We maximize the log-likelihood
$$
\mathcal{L} = \sum_{j=1}^N \log p\bigl(x^{(j)}\bigr),
$$

where
$$
p(x) = \prod_{i=1}^{n} p\bigl(s_i \mid s_{<i}\bigr).
$$

Recent architectures, like the Transformer with its self-attention, compute and parametrize each conditional $p(s_i \mid s_{<i})$ and dramatically increase expressivity. Therefore, learning to perform a single task can be ordinarily modeled as an estimation of a distribution $p(\text{output}\mid\text{input})$. A general solver must however also condition on which task to perform $p(\text{output}\mid\text{input, task})$. Up to this point, task conditioning in the context of multitask settings was implemented at an architectural level: task specific encoders and decoders, at an algorithmic level with meta-learning loops, etc. The paper's hypothesis was that **unsupervised multitask learning via pure language modeling was possible.**

> When a large language model is trained on a sufficiently large and diverse dataset it is able to perform well across many domains and datasets. [...] high-capacity models trained to maximize the likelihood of a sufficiently varied text corpus begin to learn how to perform a surprising amount of tasks without the need for explicit supervision.
>
>--<cite>Language Models are Unsupervised Multitask Learners, Radford et.al, 2019</cite>


In [None]:
from nltk.draw import cfg
from transformers.utils.fx import torch_flip
from dataclasses import dataclass

@dataclass
class GPTConfig124:
    vocab_size: int = 50257
    context_length: int = 1024
    emb_dim: int = 768
    n_heads: int = 12
    n_layers: int = 12
    dropout: float = 0.1
    qkv_bias: bool = False


In [None]:
import torch
import torch.nn as nn
import torch.nn.functional as F

class GPT2Dummy(nn.Module):
    """
    A *do nothing* GPT2 scaffold.
    We will progressively swap nn.Identity for real implementations.
    """
    def __init__(self, cfg: GPTConfig124):
        super().__init__()
        self.tok_emb = nn.Embedding(cfg.vocab_size, cfg.emb_dim)
        self.pos_emb = nn.Embedding(cfg.context_length, cfg.emb_dim)
        self.drop_emb = nn.Dropout(cfg.dropout)
        self.blocks = nn.ModuleList(
            [nn.Identity() for _ in range(cfg.n_layers)]
        )
        self.norm = nn.Identity()
        self.lm_head = nn.Linear(cfg.emb_dim, cfg.vocab_size, bias=False)

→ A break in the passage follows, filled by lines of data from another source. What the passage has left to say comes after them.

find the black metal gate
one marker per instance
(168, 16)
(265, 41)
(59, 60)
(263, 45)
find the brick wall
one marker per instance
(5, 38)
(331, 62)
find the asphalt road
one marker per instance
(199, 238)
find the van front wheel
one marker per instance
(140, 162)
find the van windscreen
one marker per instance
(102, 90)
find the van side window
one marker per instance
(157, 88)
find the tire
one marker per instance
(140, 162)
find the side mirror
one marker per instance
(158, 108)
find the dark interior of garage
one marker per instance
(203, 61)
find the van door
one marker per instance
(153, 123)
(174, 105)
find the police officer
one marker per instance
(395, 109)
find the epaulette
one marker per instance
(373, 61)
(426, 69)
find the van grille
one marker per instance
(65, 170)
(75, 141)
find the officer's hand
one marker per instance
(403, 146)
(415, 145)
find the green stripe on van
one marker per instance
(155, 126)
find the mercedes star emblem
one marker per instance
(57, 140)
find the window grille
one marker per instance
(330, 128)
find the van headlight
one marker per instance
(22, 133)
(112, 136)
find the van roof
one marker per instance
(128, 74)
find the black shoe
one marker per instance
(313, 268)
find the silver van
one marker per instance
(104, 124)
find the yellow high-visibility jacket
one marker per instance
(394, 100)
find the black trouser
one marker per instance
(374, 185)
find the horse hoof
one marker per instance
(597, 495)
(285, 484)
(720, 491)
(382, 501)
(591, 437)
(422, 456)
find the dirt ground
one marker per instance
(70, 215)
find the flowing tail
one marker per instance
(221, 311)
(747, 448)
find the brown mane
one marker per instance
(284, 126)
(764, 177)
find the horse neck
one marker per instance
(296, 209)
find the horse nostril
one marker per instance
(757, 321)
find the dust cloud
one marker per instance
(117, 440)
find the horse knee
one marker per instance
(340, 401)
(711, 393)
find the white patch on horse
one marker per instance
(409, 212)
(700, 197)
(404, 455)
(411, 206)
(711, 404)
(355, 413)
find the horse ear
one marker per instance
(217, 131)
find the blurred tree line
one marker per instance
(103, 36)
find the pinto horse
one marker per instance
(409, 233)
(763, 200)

    def forward(self, in_idx: torch.Tensor):
        """
        idx: (batch_size, seq_len) tensor of token indices.
        :return: logits: (batch_size, seq_len, vocab_size) tensor of logits (unnormalized scores).
        """
        B, T = in_idx.shape
        tok_embeds = self.tok_emb(in_idx)
        pos_embeds = self.pos_emb(torch.arange(T, device=in_idx.device))
        x = self.drop_emb(tok_embeds + pos_embeds)
        for block in self.blocks:
            x = block(x)

        x = self.norm(x)
        logits = self.lm_head(x)
        return logits


- `self.tok_emb`, `self.pos_emb` turn discrete tokens and positions into continuous vectors of size `emb_dim`.
- `self.blocks`, collected in a `nn.ModueList` is where the attention & multilayer perceptron layers would normally live. Each block is currently a no-op; it simply returns its input.
- `self.norm` is also a placeholder that does nothing. GPT-2 applies a Layernorm after the stack of the blocks.
- `nn.Linear` with `bias=False` projects the final hidden states back to vocabulary size so we can compute logits for the next-token predictions.
- The forward pass therefore embeds tokens and positions -> adds them -> adds dropout -> passes through blocks -> layer-norm -> linear head. It mirrors the high-level flow of a real GPT-2, just without any real computations inside the blocks.